Ahora nos enfrentamos a la nueva era. Quién sabe lo que nos aguarda. Cómo saber en qué parará este Gobierno, heterogéneo, con muy extraños compañeros de cama que antes, decían, nos provocarían insomnio. Sabemos que habrá cambios profundos, pero ni me atrevo a pensar hasta dónde pudieran llegar, si quienes quieren propiciarlos llevan las cosas hasta los últimos extremos: la forma del Estado, el fin de la pervivencia de un sistema, quizá un fraccionamiento territorial.
Reflexionemos rápido. Creo que hay que parar la última fase de la ruptura. Ya se han roto demasiadas cosas. Ya casi todo lo que tenía que morir ha muerto, por mucho que, en algunos casos, nos duela -y cuánto me duele- decirlo. No es el momento de experimentos que no se sustentan sobre una mayoría social. Pienso que los ciudadanos aspiran, de nuevo, a la estabilidad. A la evolución, como en la primera Transición, y no a la ruptura, y menos a la revolución. Creo, confío, que el presidente del Gobierno así lo piensa, aunque haya en su entorno quienes aspiren a cosas diferentes. Muy diferentes.

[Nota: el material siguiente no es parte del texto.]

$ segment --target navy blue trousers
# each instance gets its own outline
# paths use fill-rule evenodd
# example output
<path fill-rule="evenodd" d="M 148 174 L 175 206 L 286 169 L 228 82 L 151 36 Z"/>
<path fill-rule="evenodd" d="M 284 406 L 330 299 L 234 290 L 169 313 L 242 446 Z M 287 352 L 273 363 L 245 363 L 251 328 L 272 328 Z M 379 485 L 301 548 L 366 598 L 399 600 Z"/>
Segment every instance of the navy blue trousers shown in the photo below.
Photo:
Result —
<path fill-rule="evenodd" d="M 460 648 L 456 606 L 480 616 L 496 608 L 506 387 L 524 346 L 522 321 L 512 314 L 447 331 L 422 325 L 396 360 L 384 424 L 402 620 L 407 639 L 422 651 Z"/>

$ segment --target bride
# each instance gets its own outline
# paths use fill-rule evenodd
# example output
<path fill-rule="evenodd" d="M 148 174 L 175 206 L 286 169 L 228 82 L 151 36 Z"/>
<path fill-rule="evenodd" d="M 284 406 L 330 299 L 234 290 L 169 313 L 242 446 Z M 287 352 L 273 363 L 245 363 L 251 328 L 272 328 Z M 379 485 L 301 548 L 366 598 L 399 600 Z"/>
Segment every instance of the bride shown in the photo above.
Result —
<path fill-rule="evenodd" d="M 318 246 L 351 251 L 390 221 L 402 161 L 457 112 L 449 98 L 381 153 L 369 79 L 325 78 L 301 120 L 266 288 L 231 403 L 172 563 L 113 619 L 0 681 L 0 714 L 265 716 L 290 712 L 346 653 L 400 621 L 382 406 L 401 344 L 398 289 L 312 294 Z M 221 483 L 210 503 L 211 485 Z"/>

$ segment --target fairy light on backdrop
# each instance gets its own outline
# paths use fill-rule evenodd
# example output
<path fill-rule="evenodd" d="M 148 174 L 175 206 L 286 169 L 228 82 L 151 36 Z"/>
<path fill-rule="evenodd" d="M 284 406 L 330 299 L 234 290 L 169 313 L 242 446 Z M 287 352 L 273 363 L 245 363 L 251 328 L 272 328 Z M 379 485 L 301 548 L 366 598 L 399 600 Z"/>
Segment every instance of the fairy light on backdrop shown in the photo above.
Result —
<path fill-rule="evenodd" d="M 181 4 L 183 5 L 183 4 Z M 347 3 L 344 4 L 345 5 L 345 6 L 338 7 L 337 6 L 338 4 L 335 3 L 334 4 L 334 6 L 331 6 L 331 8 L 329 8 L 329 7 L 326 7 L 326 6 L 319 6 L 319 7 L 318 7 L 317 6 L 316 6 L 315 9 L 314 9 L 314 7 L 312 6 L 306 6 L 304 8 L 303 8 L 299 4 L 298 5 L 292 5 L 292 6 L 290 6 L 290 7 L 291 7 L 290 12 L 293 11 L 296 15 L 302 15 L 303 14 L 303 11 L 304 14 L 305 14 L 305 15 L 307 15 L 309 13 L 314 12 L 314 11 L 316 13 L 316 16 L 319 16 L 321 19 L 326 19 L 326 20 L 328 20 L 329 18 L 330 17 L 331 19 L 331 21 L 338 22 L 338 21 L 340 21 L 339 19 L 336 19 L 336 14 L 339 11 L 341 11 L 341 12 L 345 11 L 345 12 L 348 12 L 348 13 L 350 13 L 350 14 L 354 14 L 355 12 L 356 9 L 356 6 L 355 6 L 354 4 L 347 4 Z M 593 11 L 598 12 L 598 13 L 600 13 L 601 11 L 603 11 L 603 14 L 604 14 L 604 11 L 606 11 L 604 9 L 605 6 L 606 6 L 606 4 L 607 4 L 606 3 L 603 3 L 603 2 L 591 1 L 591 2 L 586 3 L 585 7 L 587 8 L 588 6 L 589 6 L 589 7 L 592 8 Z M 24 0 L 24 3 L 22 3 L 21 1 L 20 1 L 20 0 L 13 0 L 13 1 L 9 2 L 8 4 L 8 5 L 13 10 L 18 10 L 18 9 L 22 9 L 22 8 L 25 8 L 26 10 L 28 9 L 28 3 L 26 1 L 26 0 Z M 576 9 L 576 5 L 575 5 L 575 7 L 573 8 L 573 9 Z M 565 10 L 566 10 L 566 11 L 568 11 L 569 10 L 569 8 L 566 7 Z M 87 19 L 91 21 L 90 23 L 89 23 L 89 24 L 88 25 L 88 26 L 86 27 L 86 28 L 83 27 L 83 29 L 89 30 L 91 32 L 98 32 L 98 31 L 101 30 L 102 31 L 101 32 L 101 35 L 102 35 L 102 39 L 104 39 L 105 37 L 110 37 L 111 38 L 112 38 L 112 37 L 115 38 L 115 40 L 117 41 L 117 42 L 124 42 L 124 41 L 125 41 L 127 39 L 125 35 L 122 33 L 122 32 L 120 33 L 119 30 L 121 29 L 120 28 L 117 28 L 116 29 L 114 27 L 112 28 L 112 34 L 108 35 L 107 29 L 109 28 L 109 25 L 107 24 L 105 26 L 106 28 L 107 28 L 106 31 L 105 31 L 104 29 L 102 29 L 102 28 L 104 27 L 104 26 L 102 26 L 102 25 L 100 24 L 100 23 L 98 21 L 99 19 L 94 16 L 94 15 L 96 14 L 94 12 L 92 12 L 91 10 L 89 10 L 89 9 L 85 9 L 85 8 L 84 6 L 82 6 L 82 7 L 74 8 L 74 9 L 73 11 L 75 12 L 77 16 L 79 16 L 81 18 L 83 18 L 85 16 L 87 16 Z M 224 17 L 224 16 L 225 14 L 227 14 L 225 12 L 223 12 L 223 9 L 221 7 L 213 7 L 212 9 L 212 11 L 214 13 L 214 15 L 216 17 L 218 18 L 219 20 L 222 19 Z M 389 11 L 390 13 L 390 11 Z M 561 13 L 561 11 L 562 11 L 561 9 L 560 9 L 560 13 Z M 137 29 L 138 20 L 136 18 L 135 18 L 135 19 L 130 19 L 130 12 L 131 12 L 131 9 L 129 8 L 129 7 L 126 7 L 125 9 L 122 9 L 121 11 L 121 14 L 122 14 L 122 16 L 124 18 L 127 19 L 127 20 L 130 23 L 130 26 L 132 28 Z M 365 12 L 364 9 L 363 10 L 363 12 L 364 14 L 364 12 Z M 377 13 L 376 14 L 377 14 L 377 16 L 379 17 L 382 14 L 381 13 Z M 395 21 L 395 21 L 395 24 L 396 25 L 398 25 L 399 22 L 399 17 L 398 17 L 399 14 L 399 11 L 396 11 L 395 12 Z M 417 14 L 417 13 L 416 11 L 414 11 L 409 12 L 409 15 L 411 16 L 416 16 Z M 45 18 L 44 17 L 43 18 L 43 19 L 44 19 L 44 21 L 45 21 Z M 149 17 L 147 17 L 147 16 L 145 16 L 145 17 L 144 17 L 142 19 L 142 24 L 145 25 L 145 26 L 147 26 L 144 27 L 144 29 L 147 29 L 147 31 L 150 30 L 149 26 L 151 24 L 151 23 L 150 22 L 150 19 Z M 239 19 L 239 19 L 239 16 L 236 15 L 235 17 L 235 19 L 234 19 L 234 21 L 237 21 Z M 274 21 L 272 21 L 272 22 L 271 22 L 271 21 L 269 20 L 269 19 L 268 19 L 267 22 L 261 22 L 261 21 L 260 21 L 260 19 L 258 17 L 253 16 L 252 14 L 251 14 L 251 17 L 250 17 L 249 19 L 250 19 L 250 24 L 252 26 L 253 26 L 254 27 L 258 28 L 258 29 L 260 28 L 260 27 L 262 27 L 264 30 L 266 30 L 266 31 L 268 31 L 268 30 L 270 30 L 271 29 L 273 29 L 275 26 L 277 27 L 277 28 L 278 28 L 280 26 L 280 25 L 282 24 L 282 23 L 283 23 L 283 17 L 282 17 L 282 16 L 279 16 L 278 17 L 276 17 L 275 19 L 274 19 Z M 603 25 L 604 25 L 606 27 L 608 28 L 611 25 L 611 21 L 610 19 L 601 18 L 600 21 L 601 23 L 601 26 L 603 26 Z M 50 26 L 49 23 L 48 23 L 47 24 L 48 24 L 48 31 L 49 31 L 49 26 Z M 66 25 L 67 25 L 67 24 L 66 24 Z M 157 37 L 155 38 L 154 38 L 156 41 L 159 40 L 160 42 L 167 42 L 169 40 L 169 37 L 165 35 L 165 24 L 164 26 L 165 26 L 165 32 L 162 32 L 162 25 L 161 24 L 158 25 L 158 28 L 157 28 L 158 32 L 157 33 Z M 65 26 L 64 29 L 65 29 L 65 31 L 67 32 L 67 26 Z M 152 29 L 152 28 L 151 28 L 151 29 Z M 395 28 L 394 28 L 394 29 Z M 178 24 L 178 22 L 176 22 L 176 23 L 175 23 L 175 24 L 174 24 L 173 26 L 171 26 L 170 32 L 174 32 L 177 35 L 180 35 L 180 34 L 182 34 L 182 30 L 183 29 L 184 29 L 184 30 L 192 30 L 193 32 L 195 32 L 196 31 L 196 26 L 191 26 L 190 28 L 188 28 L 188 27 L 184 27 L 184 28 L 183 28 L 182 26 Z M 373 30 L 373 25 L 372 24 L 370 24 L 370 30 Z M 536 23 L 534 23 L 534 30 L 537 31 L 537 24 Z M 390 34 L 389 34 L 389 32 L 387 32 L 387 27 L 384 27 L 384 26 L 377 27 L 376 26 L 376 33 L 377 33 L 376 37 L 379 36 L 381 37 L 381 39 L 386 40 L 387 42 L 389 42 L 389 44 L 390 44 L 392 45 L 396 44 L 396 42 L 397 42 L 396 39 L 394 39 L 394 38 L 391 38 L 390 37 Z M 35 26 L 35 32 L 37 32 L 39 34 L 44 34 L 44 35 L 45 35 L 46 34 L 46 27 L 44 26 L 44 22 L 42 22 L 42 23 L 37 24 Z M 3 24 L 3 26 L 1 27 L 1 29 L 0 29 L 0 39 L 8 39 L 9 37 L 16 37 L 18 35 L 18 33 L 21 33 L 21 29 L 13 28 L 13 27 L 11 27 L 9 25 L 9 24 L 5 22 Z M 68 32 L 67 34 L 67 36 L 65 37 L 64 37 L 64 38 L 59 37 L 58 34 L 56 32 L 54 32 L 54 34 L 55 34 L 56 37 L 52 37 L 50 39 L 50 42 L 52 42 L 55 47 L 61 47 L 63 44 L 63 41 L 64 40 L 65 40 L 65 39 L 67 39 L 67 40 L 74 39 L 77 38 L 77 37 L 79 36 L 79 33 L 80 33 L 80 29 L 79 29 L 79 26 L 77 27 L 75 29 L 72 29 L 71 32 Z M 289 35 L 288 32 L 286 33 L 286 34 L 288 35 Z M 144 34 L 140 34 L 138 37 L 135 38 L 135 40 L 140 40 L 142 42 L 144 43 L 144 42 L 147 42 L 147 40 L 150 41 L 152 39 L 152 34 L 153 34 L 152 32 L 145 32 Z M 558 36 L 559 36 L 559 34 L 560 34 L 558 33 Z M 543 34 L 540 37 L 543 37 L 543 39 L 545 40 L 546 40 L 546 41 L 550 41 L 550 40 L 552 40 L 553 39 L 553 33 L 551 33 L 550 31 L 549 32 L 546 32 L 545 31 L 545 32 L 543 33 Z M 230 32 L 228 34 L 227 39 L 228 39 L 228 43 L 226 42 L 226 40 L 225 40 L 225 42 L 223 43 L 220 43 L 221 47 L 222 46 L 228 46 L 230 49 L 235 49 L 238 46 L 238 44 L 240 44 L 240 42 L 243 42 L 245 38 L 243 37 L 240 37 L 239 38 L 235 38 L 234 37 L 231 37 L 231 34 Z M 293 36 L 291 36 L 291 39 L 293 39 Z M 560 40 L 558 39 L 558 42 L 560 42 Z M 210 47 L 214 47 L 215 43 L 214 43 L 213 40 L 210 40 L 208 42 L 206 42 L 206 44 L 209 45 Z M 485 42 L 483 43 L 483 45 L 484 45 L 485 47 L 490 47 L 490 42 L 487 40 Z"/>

Una pandemia no puede ser el acelerador de revolución alguna, sino más bien un motivo de reflexión sobre hacia dónde nos proponemos ir, propiciando prudentemente -sagrada palabra- los cambios precisos para mejorar nuestra democracia, tan dañada, y nuestra convivencia, que tampoco ha quedado bien parada de todo esto: no salimos ni más fuertes ni más unidos, pero aún bien podríamos lograrlo. Es un esfuerzo colectivo que vale la pena intentar. Sobre todo, porque, de lo contrario, esa sensación de hecatombe que nos invade algunas mañanas podría llegar a convertirse en una realidad tangible, otra realidad. La que se edificaría sobre los añicos. Y eso duele.
De momento, como un mensaje a mí mismo de esperanza en que aún podremos restablecer lo reconocible, el roscón de reyes sigue en la pantalla de mi ordenador. Ignoro cómo llegaremos al 6 de enero de 2021. Pero estoy seguro de que, de aquí a entonces, mucho habrá cambiado. Y algo de eso, digo yo, será para bien. Dios me, nos, oiga.